ZKG: Es scheint, dass gerade die Forschung und Entwicklung eine große Rolle bei Polysius spielt?

Dr. Rose: Dieser Bereich ist essentiell für Polysius. Das sieht man schon daran, dass eines der ersten gebauten Gebäude - nach dem Umzug nach Beckum - die Versuchsanstalt war. In diesem Forschungszentrum hat man neue Maschinen und Verfahren entwickelt, hat Materialien, die man von überall auf der Welt bekommen hat, getestet. Solche Entwicklungsarbeiten sind für unser Geschäft unverzichtbar.

ZKG: Eine Frage darf in der gegenwärtigen Wirtschaftslage nicht fehlen: Wie begegnet Polysius der Krise?

Dr.
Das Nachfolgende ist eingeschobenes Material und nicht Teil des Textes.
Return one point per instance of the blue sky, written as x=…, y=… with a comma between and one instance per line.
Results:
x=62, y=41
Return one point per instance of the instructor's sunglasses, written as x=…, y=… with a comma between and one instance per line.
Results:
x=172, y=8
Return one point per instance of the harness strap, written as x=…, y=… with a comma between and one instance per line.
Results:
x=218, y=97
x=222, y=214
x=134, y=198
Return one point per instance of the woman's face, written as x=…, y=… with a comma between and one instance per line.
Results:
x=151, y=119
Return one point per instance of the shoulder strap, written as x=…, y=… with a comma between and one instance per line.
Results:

Rose: Natürlich merken auch wir die Krise, wie nahezu jedes andere Unternehmen auch. Wir haben allerdings keine schwerwiegenden Probleme durch die Stornierung von Aufträgen bekommen. Wir sehen natürlich, dass die Auftragseingänge in den vergangenen Monaten deutlich zurückgegangen sind, ­allerdings tragen uns die vorhandenen Aufträge aus 2008 noch einige Zeit. Die Firma und die Mitarbeiter sind sich aber auch immer darüber im Klaren gewesen, dass es nicht ­immer nur bergauf gehen kann. Ich bin seit 20 Jahren in der Firma und erlebe die 3. Krise. Ich weiß, dass man gerade in verantwortlicher Position Vorsorge tragen muss, denn angekündigt hat sich noch keine Krise! Man muss ständig im Bewusstsein leben, dass es ­plötzlich zu einer Krise kommen kann. Wir sind schlank aufgestellt und haben unser Geschäft diversifiziert. Von daher haben wir uns auf schwierige Zeiten gut vorbereitet.
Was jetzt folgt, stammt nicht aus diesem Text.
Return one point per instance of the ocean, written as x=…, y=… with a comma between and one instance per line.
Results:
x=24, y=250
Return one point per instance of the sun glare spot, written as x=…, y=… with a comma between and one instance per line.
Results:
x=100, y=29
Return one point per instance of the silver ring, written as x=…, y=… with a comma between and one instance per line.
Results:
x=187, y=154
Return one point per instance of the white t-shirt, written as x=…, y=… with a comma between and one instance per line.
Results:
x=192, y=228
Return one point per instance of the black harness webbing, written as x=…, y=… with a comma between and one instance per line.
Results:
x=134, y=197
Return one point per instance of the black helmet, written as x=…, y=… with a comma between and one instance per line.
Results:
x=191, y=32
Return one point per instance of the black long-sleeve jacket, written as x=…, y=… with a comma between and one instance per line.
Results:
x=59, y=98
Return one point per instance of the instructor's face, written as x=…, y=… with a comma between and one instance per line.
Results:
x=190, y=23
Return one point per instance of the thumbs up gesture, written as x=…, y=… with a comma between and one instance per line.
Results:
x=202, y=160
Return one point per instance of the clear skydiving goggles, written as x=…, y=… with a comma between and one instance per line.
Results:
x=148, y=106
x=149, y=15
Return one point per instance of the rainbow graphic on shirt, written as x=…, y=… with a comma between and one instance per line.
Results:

Aber das Zementgeschäft ist auch nicht völlig weggebrochen. Man rechnet damit, dass 2009 30 – 50 Mio. Jahrestonnen an neuer Produktionskapazität vergeben werden. Bis vor einigen Jahren war das langjährige Mittel der neuinstallierten Kapazität ca. 30 Mio. t/a. Heute liegen wir bei 40 Mio. t/a. Wir erleben also aktuell kein Disaster.

ZKG: Welche Produktneuentwicklungen gibt es bei Polysius?
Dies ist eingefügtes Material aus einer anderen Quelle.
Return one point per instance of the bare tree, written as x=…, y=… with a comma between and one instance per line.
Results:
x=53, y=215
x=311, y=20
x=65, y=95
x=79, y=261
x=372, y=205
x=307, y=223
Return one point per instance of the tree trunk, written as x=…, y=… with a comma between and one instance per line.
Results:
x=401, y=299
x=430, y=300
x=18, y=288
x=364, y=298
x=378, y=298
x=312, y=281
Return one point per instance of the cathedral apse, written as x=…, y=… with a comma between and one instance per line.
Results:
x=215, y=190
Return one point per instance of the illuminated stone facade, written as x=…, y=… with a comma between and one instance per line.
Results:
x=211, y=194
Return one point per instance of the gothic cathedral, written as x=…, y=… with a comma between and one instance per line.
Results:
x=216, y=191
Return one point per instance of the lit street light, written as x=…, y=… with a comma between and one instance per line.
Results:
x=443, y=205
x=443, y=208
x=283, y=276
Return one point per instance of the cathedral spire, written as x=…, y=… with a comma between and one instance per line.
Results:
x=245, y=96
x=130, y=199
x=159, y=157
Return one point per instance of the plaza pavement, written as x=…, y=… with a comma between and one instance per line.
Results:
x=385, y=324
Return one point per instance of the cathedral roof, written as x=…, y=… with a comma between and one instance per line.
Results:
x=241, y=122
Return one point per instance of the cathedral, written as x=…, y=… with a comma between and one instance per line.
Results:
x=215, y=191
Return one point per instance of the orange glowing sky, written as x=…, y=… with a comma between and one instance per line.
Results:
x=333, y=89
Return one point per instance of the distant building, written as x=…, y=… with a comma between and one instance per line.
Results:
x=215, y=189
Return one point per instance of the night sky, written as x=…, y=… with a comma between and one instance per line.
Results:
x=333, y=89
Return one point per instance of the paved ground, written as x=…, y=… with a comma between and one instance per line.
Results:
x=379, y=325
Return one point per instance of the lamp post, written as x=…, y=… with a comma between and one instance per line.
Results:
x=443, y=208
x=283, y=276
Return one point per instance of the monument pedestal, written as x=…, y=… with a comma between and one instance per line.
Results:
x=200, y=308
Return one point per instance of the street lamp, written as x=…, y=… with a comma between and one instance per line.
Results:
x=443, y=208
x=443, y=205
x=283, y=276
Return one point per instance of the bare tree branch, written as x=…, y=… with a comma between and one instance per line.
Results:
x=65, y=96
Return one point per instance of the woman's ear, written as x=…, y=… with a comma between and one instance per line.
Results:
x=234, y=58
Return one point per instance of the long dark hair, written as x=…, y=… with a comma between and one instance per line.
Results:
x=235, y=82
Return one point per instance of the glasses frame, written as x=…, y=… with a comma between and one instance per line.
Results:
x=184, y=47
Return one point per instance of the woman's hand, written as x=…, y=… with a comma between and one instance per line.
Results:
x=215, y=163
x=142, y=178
Dr. Rose: Ein sehr großer Erfolg war in den letzten Jahren der neue POLYTRACK®-Kühler. Daneben haben  wir im vergangenen Jahr eine Neuentwicklung im Bereich Laborautomation auf den  Markt gebracht. Dem  Bedarf folgend  haben wir uns mit dem Bau immer größerer Anlagen beschäftigt. Die 10.000-Tonnen-pro-Tag-Anlage der Yamama Saudi Cement Co. ist ein gutes Beispiel hierfür.

Ein wesentliches Schlüsselkriterium für die Zukunft wird die Effizienz der Anlagen sein, die Umwelteinflüsse und den Energiebedarf zu reduzieren - und damit auch die CO2-Emissionen zu senken.

ZKG: Abschließend möchte ich eine ganz wesentliche Frage stellen – wie wird Polysius das Firmenjubiläum feiern?

Dr. Rose: Wir werden das Jubiläum am Standort Beckum feiern, wir sind sehr stark verbunden mit dem Standort und mit der Region. Es wird eine dreitägige Veranstaltung werden, auf der wir mit unseren Kunden, Mitarbeitern, Eigentümern und Geschäftspartnern das Ereignis gebührend feiern wollen.

ZKG: Herr Dr. Rose wir danken Ihnen herzlich für das offene ­Gespräch.